Refresh tokens are organized in families with parent-chain tracking: presenting an already-used refresh token revokes the entire family. Optionally, refresh tokens can be DPoP-bound to a client-held key (RFC 9449); this is opt-in via NEXT_PUBLIC_DPOP_ENABLED=true in the web client.

Sessions have a fixed 7-day lifetime from creation; an idle timeout exists but is disabled by default. A user can hold at most 5 concurrent device sessions.

Operation Endpoint Auth / notes
List active sessions GET /api/v1/auth/sessions BearerAuth
Revoke one session DELETE /api/v1/auth/sessions/{id} BearerAuth
Revoke all sessions POST /api/v1/auth/logout-all BearerAuth
Token logout (current session) POST /api/v1/logout BearerAuth
Cookie session login POST /api/v1/auth/session Starts a SameSite, HttpOnly cookie session (browser clients).
Cookie session logout POST /api/v1/auth/session/logout BearerAuth; clears cookies and blacklists the current access token.
Current session info GET /api/v1/session/me Cookie-based session check.

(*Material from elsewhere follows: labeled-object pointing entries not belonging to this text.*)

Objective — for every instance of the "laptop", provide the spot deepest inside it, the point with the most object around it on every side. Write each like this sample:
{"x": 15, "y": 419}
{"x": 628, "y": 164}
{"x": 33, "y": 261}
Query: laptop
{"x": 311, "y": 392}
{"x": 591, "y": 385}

Per-device refresh scoping adds a device registry:

Operation Endpoint
Register a device POST /api/v1/auth/register-device
List devices GET /api/v1/auth/devices
Revoke a device DELETE /api/v1/auth/devices/{id}

Browser clients using cookie sessions need a CSRF token. Rotate it with:

Refresh CSRF token
curl -X POST http://localhost:3001/api/v1/auth/csrf \
-H "Authorization: Bearer $ZENTALK_TOKEN"

Short-lived tickets are the recommended way to authenticate WebSocket connections; a JWT subprotocol fallback also exists. Request a ticket first:

Get a WebSocket ticket
curl -X POST http://localhost:3001/api/v1/auth/ws-ticket \
-H "Authorization: Bearer $ZENTALK_TOKEN"
Response
{
"ticket": "",
"expires_in": 30
}

The ticket is single-use and expires in 30 seconds — request it immediately before connecting to /ws. See WebSocket for the connection handshake and event format.

MFA is TOTP-based with backup codes and trusted devices. All endpoints require BearerAuth.

Operation Endpoint Notes
Begin TOTP setup POST /api/v1/mfa/totp/setup Returns a provisioning URI and secret for the authenticator app.
Enable TOTP POST /api/v1/mfa/totp/enable Confirms setup with a one-time code.
MFA status GET /api/v1/mfa/status Whether MFA is enabled for the account.
Create login challenge POST /api/v1/mfa/challenge Issued during login when MFA is enabled.
Verify challenge POST /api/v1/mfa/verify Completes the MFA step.
Disable MFA POST /api/v1/mfa/disable Requires verification.
Backup codes status GET /api/v1/mfa/backup-codes/status Total, remaining, and used counts.
Regenerate backup codes POST /api/v1/mfa/backup-codes/regenerate Requires TOTP verification; invalidates old codes.
Trusted devices GET /api/v1/mfa/trusted-devices, DELETE /api/v1/mfa/trusted-devices/{deviceId} Manage devices that skip the MFA challenge.
Lockout status GET /api/v1/mfa/lockout-status Failed-attempt lockout state.

Authentication attempts are limited to 5 per minute, and 429 responses carry Retry-After plus X-RateLimit-Limit and X-RateLimit-Window headers. See Rate limits for the full matrix.